Personnel isn’t really the issue for Spurs, it is how they are being used. The likes of Lamela, Eriksen, Chadli and Soldado are all quality footballers in their own right but of late they just look like ill-fitting cogs in an underperforming Spurs machine. I’m not suggesting that any of these players are at Suarez’s level, but he alone isn’t enough to explain the difference in league position this season.

Suarez’s impact isn’t just down to individual brilliance, he is part of a Liverpool side that is geared towards getting the best out of the resources they have. Brendan Rodgers hasn’t simply hashed together a side; he has meticulously planned the ins and outs of how he wants to play and the ways in which he can achieve that with what he has at his disposal.

Some say world class players are able to perform in any side and in any game, but I doubt Luis Suarez would enjoy half the success he has at Liverpool if he was part of the current Spurs set up. If it was down to Tim Sherwood he would probably be playing the Uruguayan as a lone striker, with Michael Dawson entrusted with pumping a series of hopeless long balls up to the pint sized forward.
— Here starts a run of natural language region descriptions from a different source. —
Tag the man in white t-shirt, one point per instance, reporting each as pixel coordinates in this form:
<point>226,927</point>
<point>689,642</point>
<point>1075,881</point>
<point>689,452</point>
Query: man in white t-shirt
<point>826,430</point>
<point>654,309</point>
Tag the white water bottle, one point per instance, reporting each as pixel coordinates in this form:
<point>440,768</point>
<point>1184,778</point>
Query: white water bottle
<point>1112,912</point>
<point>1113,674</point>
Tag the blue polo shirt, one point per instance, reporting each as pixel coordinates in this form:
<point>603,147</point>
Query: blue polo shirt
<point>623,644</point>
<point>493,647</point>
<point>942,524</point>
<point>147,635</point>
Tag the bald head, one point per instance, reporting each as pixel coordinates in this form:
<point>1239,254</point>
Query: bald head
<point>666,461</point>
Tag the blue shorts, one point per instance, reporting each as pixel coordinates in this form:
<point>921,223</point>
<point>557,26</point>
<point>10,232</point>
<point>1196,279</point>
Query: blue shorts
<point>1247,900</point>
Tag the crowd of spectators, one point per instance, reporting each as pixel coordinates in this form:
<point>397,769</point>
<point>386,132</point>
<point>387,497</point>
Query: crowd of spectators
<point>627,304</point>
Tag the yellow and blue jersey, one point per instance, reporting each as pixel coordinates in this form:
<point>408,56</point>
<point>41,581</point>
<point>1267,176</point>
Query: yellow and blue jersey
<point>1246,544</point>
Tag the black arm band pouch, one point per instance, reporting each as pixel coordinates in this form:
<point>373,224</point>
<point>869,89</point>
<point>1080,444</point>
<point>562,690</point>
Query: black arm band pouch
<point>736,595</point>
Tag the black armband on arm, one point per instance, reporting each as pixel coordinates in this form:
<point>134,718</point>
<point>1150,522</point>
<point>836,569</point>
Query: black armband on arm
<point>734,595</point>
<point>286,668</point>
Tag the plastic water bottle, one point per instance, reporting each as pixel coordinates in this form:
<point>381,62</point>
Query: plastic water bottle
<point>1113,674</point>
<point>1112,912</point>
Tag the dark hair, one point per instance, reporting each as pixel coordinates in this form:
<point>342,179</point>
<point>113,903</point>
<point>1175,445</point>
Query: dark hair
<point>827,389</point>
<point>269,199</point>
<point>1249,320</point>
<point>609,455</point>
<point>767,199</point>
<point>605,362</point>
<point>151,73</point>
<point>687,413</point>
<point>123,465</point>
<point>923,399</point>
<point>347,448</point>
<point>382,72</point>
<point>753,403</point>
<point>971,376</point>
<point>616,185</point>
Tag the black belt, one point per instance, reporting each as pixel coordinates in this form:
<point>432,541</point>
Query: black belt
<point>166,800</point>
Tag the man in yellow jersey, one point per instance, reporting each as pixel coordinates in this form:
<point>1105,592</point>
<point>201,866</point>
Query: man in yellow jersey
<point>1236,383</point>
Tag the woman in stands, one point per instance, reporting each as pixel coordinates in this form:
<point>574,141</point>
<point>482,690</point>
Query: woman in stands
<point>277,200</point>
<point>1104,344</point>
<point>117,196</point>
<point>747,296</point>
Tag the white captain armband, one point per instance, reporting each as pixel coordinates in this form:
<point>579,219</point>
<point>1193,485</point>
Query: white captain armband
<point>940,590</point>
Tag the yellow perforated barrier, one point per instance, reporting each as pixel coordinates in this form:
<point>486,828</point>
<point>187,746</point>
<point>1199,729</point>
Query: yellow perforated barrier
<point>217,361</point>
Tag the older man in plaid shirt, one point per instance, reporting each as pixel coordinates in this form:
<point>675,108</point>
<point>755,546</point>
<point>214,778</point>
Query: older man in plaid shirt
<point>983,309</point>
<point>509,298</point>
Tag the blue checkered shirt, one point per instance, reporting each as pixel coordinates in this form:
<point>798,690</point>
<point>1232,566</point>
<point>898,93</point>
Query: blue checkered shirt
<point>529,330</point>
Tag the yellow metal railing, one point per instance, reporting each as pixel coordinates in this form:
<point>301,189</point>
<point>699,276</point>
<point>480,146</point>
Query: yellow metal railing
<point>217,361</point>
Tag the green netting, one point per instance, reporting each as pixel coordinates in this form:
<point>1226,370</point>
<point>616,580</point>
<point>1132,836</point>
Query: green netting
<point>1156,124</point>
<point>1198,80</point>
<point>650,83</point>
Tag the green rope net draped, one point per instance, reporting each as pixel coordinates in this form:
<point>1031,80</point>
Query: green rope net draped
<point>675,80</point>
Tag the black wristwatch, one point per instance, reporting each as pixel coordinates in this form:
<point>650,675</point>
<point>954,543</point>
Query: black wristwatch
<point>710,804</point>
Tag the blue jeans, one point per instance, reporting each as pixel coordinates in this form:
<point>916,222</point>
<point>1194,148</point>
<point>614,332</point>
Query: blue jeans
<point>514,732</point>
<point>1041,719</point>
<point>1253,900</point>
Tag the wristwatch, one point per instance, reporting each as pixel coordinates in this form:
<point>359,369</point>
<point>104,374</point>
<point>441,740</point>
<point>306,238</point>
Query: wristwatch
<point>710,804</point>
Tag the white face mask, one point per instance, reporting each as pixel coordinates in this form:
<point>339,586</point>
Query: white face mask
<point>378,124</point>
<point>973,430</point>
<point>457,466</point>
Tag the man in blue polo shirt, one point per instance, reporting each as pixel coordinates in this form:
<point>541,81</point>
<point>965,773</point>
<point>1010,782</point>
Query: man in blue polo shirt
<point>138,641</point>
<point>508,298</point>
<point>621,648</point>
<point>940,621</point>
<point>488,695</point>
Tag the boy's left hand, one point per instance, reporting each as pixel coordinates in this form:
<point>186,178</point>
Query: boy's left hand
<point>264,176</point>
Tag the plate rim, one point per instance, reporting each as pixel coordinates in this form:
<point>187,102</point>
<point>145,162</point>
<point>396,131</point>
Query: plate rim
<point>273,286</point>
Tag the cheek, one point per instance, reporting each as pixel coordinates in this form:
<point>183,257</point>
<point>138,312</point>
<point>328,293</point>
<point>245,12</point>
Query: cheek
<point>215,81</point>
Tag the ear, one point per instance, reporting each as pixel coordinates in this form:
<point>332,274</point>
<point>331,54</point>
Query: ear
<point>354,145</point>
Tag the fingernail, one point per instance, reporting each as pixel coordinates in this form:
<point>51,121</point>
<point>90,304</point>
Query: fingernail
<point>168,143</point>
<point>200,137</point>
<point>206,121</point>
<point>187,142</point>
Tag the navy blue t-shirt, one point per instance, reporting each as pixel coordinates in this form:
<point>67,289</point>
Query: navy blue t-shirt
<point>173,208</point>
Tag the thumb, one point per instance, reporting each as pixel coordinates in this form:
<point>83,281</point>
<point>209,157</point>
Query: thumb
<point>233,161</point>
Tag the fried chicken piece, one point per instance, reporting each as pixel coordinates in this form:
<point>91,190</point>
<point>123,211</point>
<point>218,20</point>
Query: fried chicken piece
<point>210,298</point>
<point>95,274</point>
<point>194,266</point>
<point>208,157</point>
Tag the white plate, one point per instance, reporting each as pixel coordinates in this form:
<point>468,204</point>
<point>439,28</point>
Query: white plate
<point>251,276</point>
I can accept that Spurs no longer have a Gareth Bale to pop up with a 30-yard screamer to grab the points regularly, but to suggest that their failings are down to the players they have is woefully ignorant.
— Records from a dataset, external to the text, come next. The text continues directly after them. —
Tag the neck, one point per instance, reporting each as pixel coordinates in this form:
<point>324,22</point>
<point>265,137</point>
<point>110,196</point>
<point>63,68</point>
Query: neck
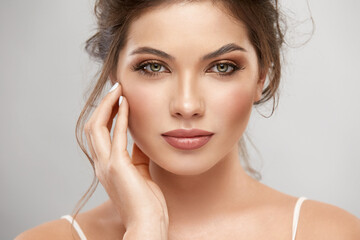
<point>223,188</point>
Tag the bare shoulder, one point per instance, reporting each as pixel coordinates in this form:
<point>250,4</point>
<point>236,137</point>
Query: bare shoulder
<point>56,229</point>
<point>320,220</point>
<point>100,222</point>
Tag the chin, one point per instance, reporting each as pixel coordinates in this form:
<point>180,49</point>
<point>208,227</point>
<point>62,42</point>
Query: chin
<point>184,166</point>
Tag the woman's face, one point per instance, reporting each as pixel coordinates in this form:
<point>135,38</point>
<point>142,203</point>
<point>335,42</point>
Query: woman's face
<point>186,90</point>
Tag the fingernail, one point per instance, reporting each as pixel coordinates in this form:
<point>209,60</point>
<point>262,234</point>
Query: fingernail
<point>120,100</point>
<point>114,87</point>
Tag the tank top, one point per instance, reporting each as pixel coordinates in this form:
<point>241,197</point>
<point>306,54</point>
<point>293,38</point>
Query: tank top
<point>294,225</point>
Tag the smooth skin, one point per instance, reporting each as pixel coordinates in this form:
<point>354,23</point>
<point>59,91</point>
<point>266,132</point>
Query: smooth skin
<point>161,192</point>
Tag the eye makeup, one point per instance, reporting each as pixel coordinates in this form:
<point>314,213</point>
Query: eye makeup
<point>222,68</point>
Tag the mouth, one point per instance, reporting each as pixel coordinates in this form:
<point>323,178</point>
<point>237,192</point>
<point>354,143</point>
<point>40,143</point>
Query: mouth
<point>187,139</point>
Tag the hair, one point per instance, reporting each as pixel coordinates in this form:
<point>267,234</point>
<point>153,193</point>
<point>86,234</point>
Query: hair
<point>265,31</point>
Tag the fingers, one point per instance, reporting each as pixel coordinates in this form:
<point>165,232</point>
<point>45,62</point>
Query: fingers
<point>140,161</point>
<point>98,127</point>
<point>118,148</point>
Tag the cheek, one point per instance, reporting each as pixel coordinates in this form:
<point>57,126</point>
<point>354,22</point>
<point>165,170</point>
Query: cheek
<point>144,105</point>
<point>235,108</point>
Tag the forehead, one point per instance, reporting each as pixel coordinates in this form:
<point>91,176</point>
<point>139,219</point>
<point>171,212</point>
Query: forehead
<point>185,26</point>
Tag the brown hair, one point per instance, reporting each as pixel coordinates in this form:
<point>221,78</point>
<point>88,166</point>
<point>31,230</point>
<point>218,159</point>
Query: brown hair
<point>262,18</point>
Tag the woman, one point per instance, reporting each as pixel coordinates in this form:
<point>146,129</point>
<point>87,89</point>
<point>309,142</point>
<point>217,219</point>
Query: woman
<point>186,75</point>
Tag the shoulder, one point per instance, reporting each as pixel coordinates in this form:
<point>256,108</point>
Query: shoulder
<point>101,222</point>
<point>320,220</point>
<point>55,230</point>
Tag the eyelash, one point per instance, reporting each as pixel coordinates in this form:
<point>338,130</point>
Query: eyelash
<point>140,67</point>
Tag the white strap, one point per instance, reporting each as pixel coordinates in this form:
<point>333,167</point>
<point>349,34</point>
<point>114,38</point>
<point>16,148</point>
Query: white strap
<point>76,226</point>
<point>296,215</point>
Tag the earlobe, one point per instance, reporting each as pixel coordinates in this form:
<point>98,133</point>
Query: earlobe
<point>260,86</point>
<point>112,78</point>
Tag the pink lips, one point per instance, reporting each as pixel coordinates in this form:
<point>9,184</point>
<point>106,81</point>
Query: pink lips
<point>187,139</point>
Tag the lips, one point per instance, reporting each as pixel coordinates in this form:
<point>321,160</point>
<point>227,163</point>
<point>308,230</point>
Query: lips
<point>187,133</point>
<point>187,139</point>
The most exciting playmaker the club has had since Modric is forced to play on the wing, while one of the most clinical strikers in Europe is made to play as a lone target man; surely these are the kinds of issues holding the club back?

A world-class player like Suarez would only paper over the clubs at Spurs, a desperate quick fix for a club with endemic problems running throughout. Rather than throwing money at players Spurs would do well to take a look at Rodgers’ Liverpool, a side that has spent considerably less yet still achieved the kinds of results Spurs could only dream of.

Will it need more than a simple solution for Spurs?